London Blog

Book Review: Darwin’s Sacred Cause

A guest post by Paul Cox

In this year of anniversaries — birth and publication alike — it might seem as though everything that could be said about Charles Darwin has been said many times over. The man on the ten pound note has been scrutinised as much as any figure since Shakespeare, and would seem to have much less to hide. Darwin biographers Adrian Desmond and James Moore, however, have chosen the occasion as an opportunity to wipe the slate clean, from their own 1991 tome Darwin as much as any other, and tell a very different story of the conception and birth of natural selection. In doing so they remind us that the impartial, empirical Darwin of legend is more a reflection of our ideal of the Scientist, and that no man of the age of abolition was a moral island.

The exhaustive mass of evidence in the new book ensures that Darwin’s anti-slavery agenda cannot be overlooked by future scholars. Readers hoping for a brief addendum to the full 1991 biography will find, instead, a complete alternate history, one so fully fleshed out that it seems improbable to have overlooked it for a century and a half. Nor was it in the beginning, Desmond and Moore argue; given the volatile climate in which the Origin of Species and Descent of Man were published, with common descent facing off against a slavery-supporting scientific racism promoting separate origins for Africans and Anglo-Saxons, few contemporaries failed to read between the lines.

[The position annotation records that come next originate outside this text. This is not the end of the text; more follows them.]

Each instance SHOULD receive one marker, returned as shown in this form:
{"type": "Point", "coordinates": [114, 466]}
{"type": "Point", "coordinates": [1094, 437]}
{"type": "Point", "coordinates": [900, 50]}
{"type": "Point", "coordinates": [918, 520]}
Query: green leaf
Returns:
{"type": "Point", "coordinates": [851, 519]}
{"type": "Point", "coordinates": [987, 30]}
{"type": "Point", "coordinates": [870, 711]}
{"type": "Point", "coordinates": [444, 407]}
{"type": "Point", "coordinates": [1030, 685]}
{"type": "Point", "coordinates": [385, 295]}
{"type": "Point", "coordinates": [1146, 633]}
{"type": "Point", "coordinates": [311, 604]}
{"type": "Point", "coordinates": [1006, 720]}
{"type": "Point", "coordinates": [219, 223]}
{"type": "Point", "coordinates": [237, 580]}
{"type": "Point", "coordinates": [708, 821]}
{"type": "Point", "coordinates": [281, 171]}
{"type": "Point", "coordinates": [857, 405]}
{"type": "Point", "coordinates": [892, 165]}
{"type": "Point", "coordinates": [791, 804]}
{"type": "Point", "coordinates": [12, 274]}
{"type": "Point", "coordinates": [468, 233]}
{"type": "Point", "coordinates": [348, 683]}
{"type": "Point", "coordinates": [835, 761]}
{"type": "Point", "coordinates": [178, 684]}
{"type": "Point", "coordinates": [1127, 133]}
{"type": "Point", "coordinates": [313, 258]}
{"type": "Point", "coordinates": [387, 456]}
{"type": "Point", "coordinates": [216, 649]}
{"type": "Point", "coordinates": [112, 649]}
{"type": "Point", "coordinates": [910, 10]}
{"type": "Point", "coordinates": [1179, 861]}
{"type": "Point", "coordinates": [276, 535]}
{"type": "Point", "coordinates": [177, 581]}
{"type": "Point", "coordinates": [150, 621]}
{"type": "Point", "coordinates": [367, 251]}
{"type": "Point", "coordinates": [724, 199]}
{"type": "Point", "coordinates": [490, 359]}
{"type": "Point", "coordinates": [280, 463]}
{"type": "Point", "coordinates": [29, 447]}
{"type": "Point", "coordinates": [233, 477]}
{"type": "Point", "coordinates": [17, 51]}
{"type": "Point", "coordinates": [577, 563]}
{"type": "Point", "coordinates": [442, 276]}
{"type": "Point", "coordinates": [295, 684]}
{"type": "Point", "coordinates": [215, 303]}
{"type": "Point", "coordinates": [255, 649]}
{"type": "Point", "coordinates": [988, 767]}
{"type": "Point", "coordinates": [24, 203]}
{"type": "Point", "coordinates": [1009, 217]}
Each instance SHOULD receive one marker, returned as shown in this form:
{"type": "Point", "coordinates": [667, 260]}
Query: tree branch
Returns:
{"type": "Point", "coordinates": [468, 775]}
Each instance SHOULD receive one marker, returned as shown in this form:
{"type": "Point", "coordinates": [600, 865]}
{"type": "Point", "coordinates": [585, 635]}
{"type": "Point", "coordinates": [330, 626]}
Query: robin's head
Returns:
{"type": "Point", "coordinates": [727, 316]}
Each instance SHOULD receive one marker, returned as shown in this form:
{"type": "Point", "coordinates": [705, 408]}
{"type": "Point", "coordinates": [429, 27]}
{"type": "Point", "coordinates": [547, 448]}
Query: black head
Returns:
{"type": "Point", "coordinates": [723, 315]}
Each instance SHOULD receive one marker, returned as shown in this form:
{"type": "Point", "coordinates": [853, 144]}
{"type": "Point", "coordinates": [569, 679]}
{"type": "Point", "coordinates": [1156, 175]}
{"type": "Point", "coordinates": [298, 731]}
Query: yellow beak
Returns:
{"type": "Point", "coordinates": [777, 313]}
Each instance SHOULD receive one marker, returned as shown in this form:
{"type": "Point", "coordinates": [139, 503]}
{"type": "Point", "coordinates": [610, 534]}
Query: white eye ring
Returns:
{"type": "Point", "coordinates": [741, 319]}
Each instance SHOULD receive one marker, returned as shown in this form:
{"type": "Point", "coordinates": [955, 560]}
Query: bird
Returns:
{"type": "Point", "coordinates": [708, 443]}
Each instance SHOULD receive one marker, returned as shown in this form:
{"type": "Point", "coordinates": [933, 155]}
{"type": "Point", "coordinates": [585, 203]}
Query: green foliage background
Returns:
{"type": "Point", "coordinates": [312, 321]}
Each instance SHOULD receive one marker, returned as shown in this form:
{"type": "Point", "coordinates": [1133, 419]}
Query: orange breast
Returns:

While the work is triumphant in establishing a new, crusading, deeply moral Darwin touched by early encounters with people of other races — a Darwin for the multicultural future — it proves conspicuous that the authors only briefly address their own motivations. Enemies of Darwinism continue to see the Origin of Species itself as the 19th and 20th centuries’ great engine of racism and oppression, loading its legacy with everything from colonial excess to Nazi eugenics, most often by way of Herbert Spencer and his misattributed ‘survival of the fittest.’ In presenting a Darwin who stood firmly on the side of brotherhood among men, the authors aim to bring the theorist back on the side of humanity. It is a convincing reminder that Darwin did not invent the ideas of racial separation or superiority, and in fact dedicated his great works to fighting them. His foes, however, will hardly be impressed by good intentions.

Darwin’s Sacred Cause, Race, Slavery and the Quest for Human Origins is published by Allen Lane.